Autonomic Networking Integrated Model and Approach (ANIMA): Secure Autonomic Network Infrastructure

Introduction

Operation, Administration and Maintenance (OAM) as well as service automation within data centers are quickly evolving and driving technology evolution and standards in Software Defined Networks (SDN) and Network Function Virtualization (NFV). Trying to apply these methods to Internet of Things (IoT), Wide Area Networks (WAN), Metro-Area Networks (MAN) or Customer Premises Networks (Enterprises, IoT and others) introduces a range of unique challenges.

OAM and service automation for the above-mentioned networks consist of a highly fragmented and complex set of technologies and practices. One important area is the remotely managed, secured, and automated initial setup of network devices, which is called Zero Touch Deployment (ZTD). Another area is the absence of a common secure and reliable infrastructure for ongoing network OAM and network services control. Vendor- and device-specific solutions are common. These solutions are often complex to manage by themselves and have problems in some topologies such as a multi-layer subtended network ring structures.

The evolving architectural Internet Engineering Task Force (IETF) standards direction for autonomic networks attempts to address these challenges by enabling networks to be self-manageable and self-operational. Ultimately, any network, autonomic or not, should require only high level, so called Intent based input from the operator into the network infrastructure to instantiate its services and direct its operations.

The Network Management Research Group of the Internet Research Task Force analyzed this problem of autonomic networking and published its findings in Behringer et al. (2015) and Jiang et al. (2015). Even before finishing that work, it became clear that any autonomic network would require a common infrastructure and approach for ZTD, secure autonomic network layer communications, discovery and signaling for OAM and network services, and that these components are well enough understood to warrant standardization.

That work resulted in the formation of a working group in the IETF chartered to define and standardize an Autonomic Networking Infrastructure (ANI). This working group is called Autonomic Networking Integrated Model and Approach (ANIMA). In addition to enabling more and more distributed autonomic functions in networks, the ANI targets to support legacy centralized OAM operations as well as current and future centralized SDN methods using a common approach. This chapter presents an overview of that work.

The ANIMA ANI design is currently (2018) targeted to support the most widely deployed type of networks which are managed by professional operators and can thus support a wide range of services and large number of subscribers. These networks often need to evolve over time, adding and changing services and subscribers, and can have high degree of complexity. These networks include Service Provider Networks, Enterprise or Public Networks, but also Industrial and other OT/IoT networks (Operational Technologies, Internet of Things).

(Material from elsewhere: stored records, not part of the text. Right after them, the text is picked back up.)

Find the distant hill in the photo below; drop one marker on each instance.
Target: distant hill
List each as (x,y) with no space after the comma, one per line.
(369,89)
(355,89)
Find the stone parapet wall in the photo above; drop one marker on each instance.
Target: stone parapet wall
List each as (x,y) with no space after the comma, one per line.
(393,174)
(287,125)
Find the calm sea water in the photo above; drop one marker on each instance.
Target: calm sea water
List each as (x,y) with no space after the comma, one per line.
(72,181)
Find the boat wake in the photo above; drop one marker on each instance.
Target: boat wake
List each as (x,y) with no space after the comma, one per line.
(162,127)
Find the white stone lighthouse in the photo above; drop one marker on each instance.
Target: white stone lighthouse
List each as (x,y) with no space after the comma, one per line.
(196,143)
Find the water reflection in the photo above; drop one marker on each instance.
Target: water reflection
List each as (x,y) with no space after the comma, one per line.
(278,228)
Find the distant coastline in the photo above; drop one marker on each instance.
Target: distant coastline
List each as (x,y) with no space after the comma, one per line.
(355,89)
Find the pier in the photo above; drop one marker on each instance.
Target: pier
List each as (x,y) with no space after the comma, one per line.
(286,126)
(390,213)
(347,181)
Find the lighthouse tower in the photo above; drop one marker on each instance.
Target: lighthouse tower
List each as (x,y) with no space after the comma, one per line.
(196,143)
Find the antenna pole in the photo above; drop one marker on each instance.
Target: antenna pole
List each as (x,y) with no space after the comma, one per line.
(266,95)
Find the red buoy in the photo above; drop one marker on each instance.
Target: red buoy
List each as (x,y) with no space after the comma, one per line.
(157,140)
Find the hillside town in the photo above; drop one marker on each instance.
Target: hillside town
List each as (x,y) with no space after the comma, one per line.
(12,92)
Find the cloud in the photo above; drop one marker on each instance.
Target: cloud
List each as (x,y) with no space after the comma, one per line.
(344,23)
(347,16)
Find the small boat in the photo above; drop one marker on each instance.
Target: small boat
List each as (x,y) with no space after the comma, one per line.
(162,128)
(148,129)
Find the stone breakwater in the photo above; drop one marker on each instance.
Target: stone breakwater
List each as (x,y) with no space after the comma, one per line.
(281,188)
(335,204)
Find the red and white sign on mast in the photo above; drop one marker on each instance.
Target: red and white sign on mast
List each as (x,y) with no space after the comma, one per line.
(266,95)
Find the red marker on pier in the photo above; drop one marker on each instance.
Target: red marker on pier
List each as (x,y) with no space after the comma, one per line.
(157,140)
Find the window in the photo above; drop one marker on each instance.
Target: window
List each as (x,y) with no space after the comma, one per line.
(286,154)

Security is a key focus of the ANI because of the recurrent experience with past protocol designs where security was often only considered as an afterthought, resulting either in the inability to deploy solutions due to missing security features and/or high degrees of complexity through later added security functionality.

The most fundamental problem for security is the management of cryptographic keying material. It is also one of the most complex problems in network management. The ANI can use a single Public Key Infrastructure (PKI) certificate on each node for all ANI functions. The Bootstrap of Remote Secure Key Infrastructures protocol (BRSKI) used by the ANI provides a zero touch solution for this problem. It also introduces a novel credential mechanism, called vouchers, to allow booting devices to authenticate the network they are connecting and therefore to mitigate remote attacks against the volatile unconfigured bootstrapping devices.

The ANI relies on a secure, zero touch built, in-band virtual management network. This so-called Autonomic Control Plane (ACP) is indestructible by operator configuration or SDN applications, including mistakes or intentional changes to connectivity/services/security. The ACP provides secure IPv6 connectivity and service discovery not only for OAM/SDN operations, but also to future intelligent distributed autonomic software, which are called Autonomic Service Agents (ASA) in the ANIMA architecture.